Long-Term Experience of Plasmapheresis in Antibody-Mediated Rejection in Renal Transplantation

Department of Nephrology, Beaumont Hospital, Dublin, Ireland.
Transplantation Proceedings (Impact Factor: 0.98). 11/2009; 41(9):3690-2. DOI: 10.1016/j.transproceed.2009.06.197
Source: PubMed


Antibody-mediated rejection (AMR) continues to pose a serious challenge in renal transplantation with potentially devastating consequences. Treatment options for this condition include plasmapheresis, high-dose intravenous immunoglobulin (IVIG), plasmapheresis with low-dose IVIG, and the use of rituximab (anti-CD20 chimeric antibody). We previously reported on the short-term outcome of plasmapheresis as a rescue therapy for AMR in our centre. We now report on the long-term follow up.

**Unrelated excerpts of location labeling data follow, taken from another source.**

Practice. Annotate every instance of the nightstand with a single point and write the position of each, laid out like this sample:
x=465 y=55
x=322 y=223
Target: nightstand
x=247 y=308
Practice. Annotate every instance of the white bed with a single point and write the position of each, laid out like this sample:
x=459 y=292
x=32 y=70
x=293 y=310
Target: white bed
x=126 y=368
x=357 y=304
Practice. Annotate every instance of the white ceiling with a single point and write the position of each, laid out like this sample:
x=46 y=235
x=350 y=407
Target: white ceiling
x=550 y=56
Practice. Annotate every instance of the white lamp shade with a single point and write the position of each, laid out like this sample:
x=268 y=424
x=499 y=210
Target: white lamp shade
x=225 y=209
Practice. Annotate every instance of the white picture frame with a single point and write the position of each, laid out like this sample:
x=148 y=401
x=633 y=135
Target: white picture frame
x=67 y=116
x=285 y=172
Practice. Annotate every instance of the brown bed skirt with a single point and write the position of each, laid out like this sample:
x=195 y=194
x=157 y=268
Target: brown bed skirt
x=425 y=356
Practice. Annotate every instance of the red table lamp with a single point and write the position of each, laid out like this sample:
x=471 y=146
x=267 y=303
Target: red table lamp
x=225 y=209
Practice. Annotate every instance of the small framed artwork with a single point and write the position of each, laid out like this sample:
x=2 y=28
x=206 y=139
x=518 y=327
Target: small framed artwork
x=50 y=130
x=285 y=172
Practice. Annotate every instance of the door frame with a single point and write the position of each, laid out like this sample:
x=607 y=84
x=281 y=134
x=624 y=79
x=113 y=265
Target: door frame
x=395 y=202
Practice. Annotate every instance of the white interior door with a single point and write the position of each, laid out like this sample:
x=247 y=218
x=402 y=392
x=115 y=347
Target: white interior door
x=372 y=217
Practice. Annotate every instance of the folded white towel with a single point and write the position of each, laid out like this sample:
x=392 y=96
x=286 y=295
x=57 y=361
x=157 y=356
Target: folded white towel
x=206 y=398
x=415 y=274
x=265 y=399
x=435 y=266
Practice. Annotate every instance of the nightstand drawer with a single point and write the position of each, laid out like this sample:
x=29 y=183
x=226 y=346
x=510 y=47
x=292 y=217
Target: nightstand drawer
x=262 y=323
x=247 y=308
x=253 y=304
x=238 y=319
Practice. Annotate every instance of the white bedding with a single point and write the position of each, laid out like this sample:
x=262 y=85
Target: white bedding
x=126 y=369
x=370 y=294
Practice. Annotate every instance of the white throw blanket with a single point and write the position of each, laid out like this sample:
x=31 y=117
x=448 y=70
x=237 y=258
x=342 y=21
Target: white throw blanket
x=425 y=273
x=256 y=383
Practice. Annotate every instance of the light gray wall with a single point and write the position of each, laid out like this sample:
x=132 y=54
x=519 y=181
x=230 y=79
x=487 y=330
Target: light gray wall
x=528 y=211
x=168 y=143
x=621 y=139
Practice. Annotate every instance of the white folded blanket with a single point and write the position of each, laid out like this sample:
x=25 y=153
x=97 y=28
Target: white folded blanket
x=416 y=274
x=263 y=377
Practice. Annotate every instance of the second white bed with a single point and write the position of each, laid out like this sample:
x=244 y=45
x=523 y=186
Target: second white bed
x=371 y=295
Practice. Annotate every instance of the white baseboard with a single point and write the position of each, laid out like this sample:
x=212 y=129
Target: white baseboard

Over a 2.5-year study period, 440 cadaveric transplants were performed. AMR developed in 20 (4.5%) patients. Treatment included plasmapheresis and intensification of their immunosuppressive therapy.
Excluding two patients who had infarcted their grafts at diagnosis, 18 patients received plasmapheresis treatment for AMR. Of the 18 patients treated, 14 recovered function, two developed graft infarction within a fortnight of starting plasmapheresis, and two patients were withdrawn from treatment. In the 14 who recovered renal function, graft survival was 86% at 12 months. In this study we report on the 5-year follow-up of these AMR-treatment responders. Eleven patients have a functioning graft at 5 years; graft function was stable with a mean serum creatinine of 130 micromol/L at 5 years compared to 123 mumol/L at 1 year. At 5-years follow-up; graft survival was 78% and patient survival 93%.
Little information is available in the literature regarding the long-term outcome of this therapy. This is the first report on the long-term (5-year) follow-up of plasmapheresis as a rescue therapy for AMR.